Tutta la serie, ambientata a Bologna, sarà incentrata sul personaggio di Giorgia Cantini (Angela Baraldi), un’investigatrice privata scontrosa, ribelle e istintiva e il suo viaggio nella provincia italiana, fra giovani disillusi e manager corrotti, che non scopriremo essere così tranquillizzante.
La produzione sembra essere a tutti gli effetti cinematografica, come anche la regia, affidata a Guido Chiesa (lavorare con lentezza) e quindi non poteva che suscitare la nostra curiosità.
Dal canto nostro vogliamo segnalarvi il blog, la pagina su flickr e il canale di youtube.
Non vorrei sbagliarmi, ma credo che sia il primo film italiano con una promozione così capillare sulla rete, pollice su. A seguito gustosissime anteprime dal set.
Paro
21 gen 2008 - 16:18 - #1Beh, se lo merita. Salvatores è un regista italiano (uno dei pochi) che mi piace molto, ogni suo film mi ha appassionato.
Quo vadis baby? mi è piaciuto, speriamo per la serie tv…
.:Hellboy:.
21 gen 2008 - 16:31 - #2già già speriamo…ma sono poco fiducioso!
giumig81
21 gen 2008 - 18:02 - #3quo vadi baby? era un film particolare, non certo il migliore di Salvatores, ma apprezzai sia il coraggio di puntare su un genere diverso rispetto ai canoni italiani, sia la regia sempre impeccabile.
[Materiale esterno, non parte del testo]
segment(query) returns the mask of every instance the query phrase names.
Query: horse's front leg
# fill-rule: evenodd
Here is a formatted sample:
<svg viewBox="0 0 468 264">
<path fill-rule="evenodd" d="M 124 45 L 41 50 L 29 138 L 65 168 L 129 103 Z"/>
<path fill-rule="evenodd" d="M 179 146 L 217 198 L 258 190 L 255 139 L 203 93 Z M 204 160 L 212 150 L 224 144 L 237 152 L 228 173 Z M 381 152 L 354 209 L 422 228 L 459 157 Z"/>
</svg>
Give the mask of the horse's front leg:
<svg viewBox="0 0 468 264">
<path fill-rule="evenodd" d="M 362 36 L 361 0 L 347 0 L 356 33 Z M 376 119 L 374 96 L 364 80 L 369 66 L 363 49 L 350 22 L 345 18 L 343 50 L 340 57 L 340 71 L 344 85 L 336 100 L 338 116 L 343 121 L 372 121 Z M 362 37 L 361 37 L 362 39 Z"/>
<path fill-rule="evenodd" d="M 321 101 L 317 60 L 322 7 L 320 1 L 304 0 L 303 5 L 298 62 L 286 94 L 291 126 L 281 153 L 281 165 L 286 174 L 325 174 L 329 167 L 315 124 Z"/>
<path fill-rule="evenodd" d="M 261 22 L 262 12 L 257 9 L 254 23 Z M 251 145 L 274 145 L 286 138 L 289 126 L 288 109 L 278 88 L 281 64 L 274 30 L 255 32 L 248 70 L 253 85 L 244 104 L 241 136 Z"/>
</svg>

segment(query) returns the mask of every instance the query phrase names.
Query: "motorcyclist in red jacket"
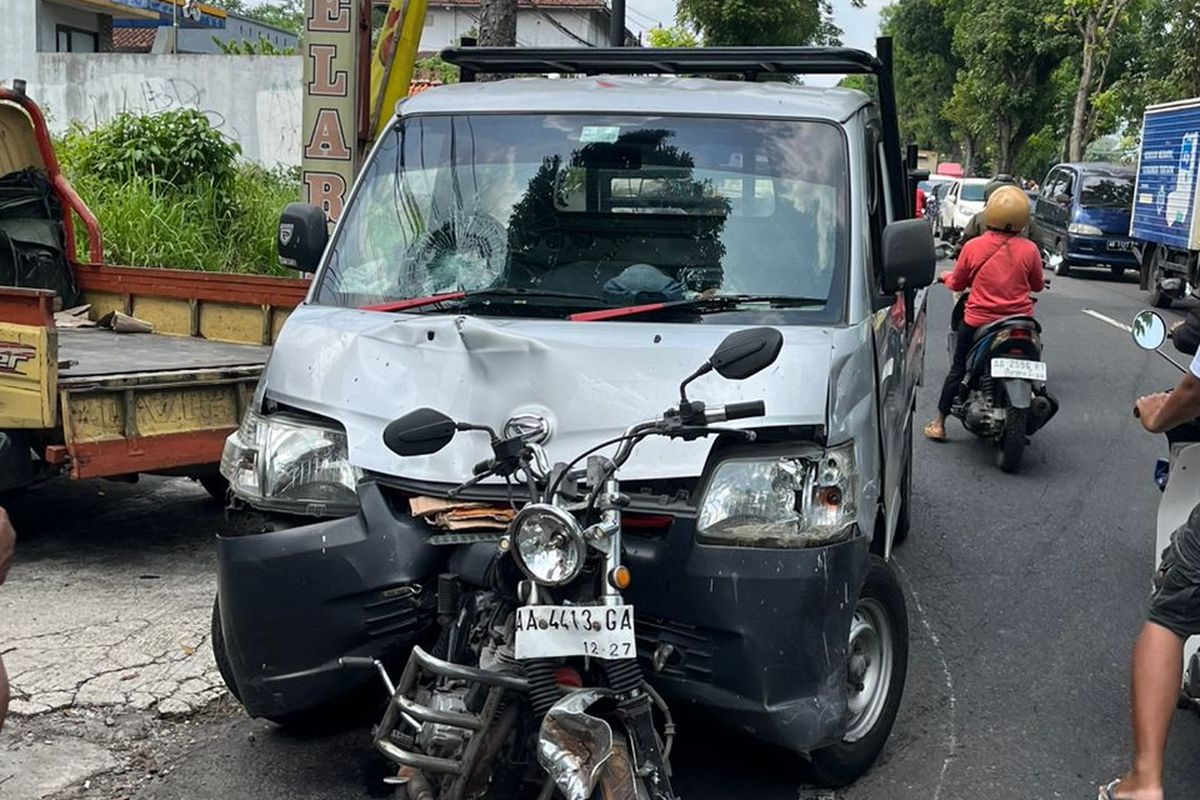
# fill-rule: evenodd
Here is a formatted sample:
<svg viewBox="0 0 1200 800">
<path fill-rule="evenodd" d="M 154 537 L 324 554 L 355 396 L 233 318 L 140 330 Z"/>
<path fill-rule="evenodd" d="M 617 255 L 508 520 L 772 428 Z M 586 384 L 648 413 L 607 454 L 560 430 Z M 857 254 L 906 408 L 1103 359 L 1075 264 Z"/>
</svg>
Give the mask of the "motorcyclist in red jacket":
<svg viewBox="0 0 1200 800">
<path fill-rule="evenodd" d="M 975 331 L 1004 317 L 1032 315 L 1029 293 L 1045 288 L 1042 255 L 1033 242 L 1020 235 L 1029 222 L 1025 193 L 1016 186 L 1002 186 L 988 198 L 983 214 L 987 231 L 967 242 L 954 270 L 942 273 L 940 278 L 951 291 L 969 288 L 971 294 L 958 328 L 958 345 L 942 386 L 937 416 L 924 430 L 935 441 L 946 438 L 946 417 L 962 387 Z"/>
</svg>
Peccato per la storia non certo entusiasmante…
Non credo pero che in tv si riuscira a fare di meglio…
Mr.Smog
21 gen 2008 - 18:36 - #4A essere sinceri io il film l’avevo trovato piuttosto bruttino…
every day is a bad day
21 gen 2008 - 22:48 - #5quo vadis, baby? è un film pretenzioso e orrendamente interpretato. con continue citazioni cinefile applicate a kaiser di cane. l’unica cosa bella è la baraldi (e anche gigio alberti è sempre un grande: anche nell’episodio di 4-4.2 l’ho trovato ottimo). salvatores è uno che cerca di fare qualcosa di diverso ma non combina una cippa. (a proposito, cromosoma calcuta è una boiata di libro, salvatores,grazie di avermelo consigliato).
mi rendo
21 gen 2008 - 22:49 - #6effettivamente mi rendo conto di cadere in contraddizione: se dico che è orrendamente interpretato perché omaggio gli attori? bah, che c(a)zzo ne so.
forse ci sono
21 gen 2008 - 23:31 - #7si, dopo un’ora sono arrivato alla conclusione epocale che certi attori, o certe facce, sopravvivano ai film in cui hanno l’ardire di comparire. la baraldi, ad esempio, è una faccia che in una società civile diverrebbe icona (e anche le sue tette), e lo stesso dicasi per alberti. elio germano, che pure compare in questo film, evidentemente va bene anche in questa società m(i)nchiona (pirandellianamente).